Content and structure
Scope and content (narrative)
Péter Pallai worked as journalist at the BBC Hungarian Service for almost 40 years. As a student, he took part in the Hungarian Uprising of 1956. Shortly after, he fled to London. Over the years, Pallai documented his own and the work of colleagues at the BBC Hungarian Service, dated between 1956 and 1988.
The first series, named „Interviews and Research Documentation on Soviet Influence and the Emergence of the One-party System in Hungary until 1956 and Events Preceding the 1956 Uprising” includes interview transcripts with Hungarian politicians. These interviews are related to Hungarian politics from the interwar period until the revolution in 1956 and its immediate aftermath. Most of the documents are background material to BBC broadcasts.

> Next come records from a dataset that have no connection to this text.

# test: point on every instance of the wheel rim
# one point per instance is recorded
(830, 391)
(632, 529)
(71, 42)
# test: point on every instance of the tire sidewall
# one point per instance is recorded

The second series, „Documents on the Situation of Hungary during the Second World War and after from the BBC Written Archives and British Press Publications“, comprises various background materials for BBC broadcasts, among others, the daily press review. The documents from the BBC Written Archives include notes and transcripts prepared by BBC journalists for broadcasts. The series contains a chronology of British Press Publications, found at the British Library Archive. Furthermore, the series includes a study of the University of London on Hungarian students in Great Britain (1959), in which Pallai himself participated.
The third series, a substantial part of the collection, contains confidential communiques of the British Foreign Office, entitled „Correspondence of the British Foreign Office on Eastern Europe between 1938 and 1957“. These three large-sized boxes contain secret exchanges between various Foreign Legations from Budapest, Belgrade, Istanbul to New York and London, between 1938 and 1957. It also includes a dissertation by Michael Burd entitled “Foreign Office Attitudes towards the Soviet Union (1982)“.
The fourth series „Correspondence of the US Department of State in 1946-1947“ consists of two folders with confidential telegrams of the American Department of State about an official visit of the Hungarian Governmental Delegation to the USA and its aftermath.